By Jen Schellinck and John Stroud

Analogy 1: Rockets and Planes

In my job, I’m often asked to talk about and explain AI to non-technical people. I really enjoy doing this, and I strongly believe that non-technical people shouldn’t be expected to learn all of the nitty-gritty technical details about how AI (data science, data analytics, machine learning, etc.) is implemented in order to make good decisions about AI. I think analogies are a powerful tool that can help with that because they tie new technologies and ideas to something people are already familiar with, which makes the technology more relatable. I also think that it’s up to us, the technical people, to create realistic and intuitive analogies – ones that are validly similar and legitimately helpful to the people who need to make decisions about these technologies.

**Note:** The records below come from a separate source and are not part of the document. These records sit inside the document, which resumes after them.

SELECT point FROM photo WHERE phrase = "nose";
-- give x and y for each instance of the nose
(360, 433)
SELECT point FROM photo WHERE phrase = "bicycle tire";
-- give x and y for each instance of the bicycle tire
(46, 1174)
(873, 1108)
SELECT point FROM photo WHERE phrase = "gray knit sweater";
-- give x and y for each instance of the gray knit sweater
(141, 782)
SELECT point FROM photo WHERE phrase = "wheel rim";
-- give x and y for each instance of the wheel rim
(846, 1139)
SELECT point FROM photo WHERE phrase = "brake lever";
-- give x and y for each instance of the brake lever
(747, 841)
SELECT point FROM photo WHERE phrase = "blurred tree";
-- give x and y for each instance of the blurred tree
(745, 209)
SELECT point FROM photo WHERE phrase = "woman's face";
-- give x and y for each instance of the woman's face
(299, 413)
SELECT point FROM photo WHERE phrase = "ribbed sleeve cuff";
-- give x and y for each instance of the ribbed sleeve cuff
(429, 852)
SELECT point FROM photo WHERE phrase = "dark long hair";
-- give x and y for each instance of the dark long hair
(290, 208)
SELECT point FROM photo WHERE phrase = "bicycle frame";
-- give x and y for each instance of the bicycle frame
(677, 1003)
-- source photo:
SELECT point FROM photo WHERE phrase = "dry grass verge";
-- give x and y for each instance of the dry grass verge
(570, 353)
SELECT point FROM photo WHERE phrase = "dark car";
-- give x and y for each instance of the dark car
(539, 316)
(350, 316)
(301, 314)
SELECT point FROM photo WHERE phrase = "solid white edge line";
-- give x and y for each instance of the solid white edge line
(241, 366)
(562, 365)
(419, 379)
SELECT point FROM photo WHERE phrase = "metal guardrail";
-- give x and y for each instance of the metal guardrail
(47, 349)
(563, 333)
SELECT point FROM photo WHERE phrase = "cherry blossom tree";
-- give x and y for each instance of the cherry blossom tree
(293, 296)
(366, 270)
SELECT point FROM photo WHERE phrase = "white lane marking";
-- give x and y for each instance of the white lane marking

To lead with one of my most recent analogies, let me start by talking about rockets – those typically slightly cone-shaped objects designed to shoot straight up into the sky.

To make a successful rocket you need: rocket fuel + materials to build the rocket + skilled people who know how to design and build rockets (knowledge of physics, engineering techniques, etc.)

I see AI, right now at least, as being very similar to rockets in a number of ways. On the AI front, data is the fuel, relevant hardware and software are the materials and the data scientists (machine learning specialists, business analytics specialists, etc.) are the skilled people doing the building.

When it comes to rocket building, you have amateur hobby rocket people building plastic pop bottle rockets in their backyard, you have people like this guy who take ‘hobby’ rocket building to a whole new level, you have companies sponsoring hobby rocket makers in the hopes of a new breakthrough, you have companies making commercial rockets (e.g. to get satellites into the air, or for military purposes) and then you have NASA and other space programs building giant rockets designed to carry people to the moon and the space station. And of course you have people doing research on how to build rockets, and developing theories about rockets in universities.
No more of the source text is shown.